DFO Manifesto – Matt Menickelly

A SPECTRE is haunting numerical optimization – the spectre of derivative-free optimization.

As I get older, work with more collaborators, and see more (good and bad) trends in DFO, I’ve compiled a list of very general thoughts about best practices. This list will almost certainly grow over time as I think of or encounter more items.
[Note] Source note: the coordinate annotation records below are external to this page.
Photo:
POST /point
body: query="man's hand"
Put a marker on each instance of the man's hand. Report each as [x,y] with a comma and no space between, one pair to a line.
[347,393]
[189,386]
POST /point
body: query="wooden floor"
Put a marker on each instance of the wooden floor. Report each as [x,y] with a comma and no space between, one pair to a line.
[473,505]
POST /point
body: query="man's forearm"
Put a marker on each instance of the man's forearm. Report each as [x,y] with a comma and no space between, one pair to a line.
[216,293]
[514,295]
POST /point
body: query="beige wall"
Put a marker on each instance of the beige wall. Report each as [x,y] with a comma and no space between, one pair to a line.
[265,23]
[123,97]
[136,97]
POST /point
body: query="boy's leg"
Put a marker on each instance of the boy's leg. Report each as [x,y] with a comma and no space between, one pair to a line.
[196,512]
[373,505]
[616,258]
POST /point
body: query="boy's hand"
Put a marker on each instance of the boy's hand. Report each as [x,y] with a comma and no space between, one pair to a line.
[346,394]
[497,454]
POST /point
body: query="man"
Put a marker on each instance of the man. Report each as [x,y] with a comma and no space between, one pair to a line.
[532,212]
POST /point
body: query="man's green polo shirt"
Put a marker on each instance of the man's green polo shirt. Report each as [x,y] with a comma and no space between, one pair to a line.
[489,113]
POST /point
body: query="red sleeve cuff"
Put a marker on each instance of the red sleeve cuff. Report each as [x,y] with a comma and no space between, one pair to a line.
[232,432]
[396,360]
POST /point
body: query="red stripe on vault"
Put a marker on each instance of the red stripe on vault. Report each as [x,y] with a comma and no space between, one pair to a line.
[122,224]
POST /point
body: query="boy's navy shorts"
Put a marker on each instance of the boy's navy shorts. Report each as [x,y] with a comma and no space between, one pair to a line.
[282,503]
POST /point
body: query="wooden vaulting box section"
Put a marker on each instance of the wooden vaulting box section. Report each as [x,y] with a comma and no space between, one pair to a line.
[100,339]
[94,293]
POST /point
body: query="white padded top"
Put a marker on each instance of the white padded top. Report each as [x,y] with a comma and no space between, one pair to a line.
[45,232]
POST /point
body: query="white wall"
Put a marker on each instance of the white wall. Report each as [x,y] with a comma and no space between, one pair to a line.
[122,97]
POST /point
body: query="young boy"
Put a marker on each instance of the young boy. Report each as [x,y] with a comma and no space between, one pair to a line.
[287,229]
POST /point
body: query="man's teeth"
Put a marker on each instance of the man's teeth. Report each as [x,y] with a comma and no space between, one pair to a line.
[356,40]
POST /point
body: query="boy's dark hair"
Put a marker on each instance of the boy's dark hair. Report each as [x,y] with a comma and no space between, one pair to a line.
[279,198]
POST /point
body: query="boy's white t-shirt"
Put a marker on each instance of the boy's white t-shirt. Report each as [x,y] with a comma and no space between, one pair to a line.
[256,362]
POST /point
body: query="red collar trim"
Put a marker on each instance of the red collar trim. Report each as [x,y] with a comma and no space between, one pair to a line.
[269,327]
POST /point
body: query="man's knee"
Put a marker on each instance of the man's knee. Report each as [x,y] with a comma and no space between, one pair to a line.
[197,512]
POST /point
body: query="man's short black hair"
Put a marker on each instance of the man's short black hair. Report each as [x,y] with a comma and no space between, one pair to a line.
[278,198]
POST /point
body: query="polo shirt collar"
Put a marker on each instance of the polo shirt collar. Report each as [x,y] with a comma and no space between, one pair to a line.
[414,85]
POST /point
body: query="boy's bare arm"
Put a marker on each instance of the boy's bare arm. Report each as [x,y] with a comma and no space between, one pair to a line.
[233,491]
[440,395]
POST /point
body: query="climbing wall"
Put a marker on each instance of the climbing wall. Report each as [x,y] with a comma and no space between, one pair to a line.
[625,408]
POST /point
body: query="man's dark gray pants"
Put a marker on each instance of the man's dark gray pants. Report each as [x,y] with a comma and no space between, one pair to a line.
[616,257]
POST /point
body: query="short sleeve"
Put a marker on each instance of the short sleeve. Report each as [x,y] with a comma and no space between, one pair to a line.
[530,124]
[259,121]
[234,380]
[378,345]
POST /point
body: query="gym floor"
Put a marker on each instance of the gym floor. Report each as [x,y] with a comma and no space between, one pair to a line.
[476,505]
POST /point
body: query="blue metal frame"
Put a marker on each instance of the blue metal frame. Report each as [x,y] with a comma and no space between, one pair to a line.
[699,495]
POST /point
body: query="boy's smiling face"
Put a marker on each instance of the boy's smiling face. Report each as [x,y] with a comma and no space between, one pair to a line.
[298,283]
If your black box isn’t completely black-box, you are morally obligated to exploit all the structure you
can see.
If you believe (a composite part of) an objective function is smooth, use model-based methods. Direct
search methods are only for when you know absolutely nothing.
Do not use derivative-free methods if you have derivatives available. (Like … why?) Minor note: Do some timing – if the computation of a derivative actually takes more than n (the problem dimension) times the cost of a derivative, maybe you should actually think about DFO.
People who work in algorithmic differentiation are our comrades. But they can’t solve all our problems.
If function evaluations are expensive, you should keep them in memory for as long as reasonable allowable.
If a black box is noisy (and not necessarily stochastic), you must do something (usually, change a tolerance or a model-building routine) to account for an estimate of the magnitude of noise.
With that said, stochastic black-box oracles are hard, unless the oracle is trivially cheap to evaluate.
Black-box constraints are hard. You’re never going to get the activities right, so go back to the drawing board with your optimization model. How infeasible or suboptimal can you be before your optimization model is garbage?
Global optimization is hard. Bayesian optimization works wonderfully … in low dimensions. It doesn’t take long before the curse of dimensionality catches up with you. You’ll generally find local DFO methods combined with multistart methods are empirically superior.
Multiobjective optimization is hard. It’s basically global optimization. Push back on optimization models with more than two objectives, three is a very generous hard limit.
If an algorithm’s motivation refers to “nature” or “evolution” as its inspiration, beware. Evolution in nature doesn’t respect any objective function. Also, it took billions of years to get multicellular life, so nature isn’t even efficient at meeting nebulous objectives.
If you’re evaluating a finite difference gradient on every iteration of an optimization method, you’re only nominally doing DFO. You’re really doing an inexact derivative-based method.
The fewer hyperparameters a method needs to actually tune, the more useful that method will end up being on computationally expensive problems.
If accuracy is critically important to your application, “dimension-independent” DFO methods are too good to be true.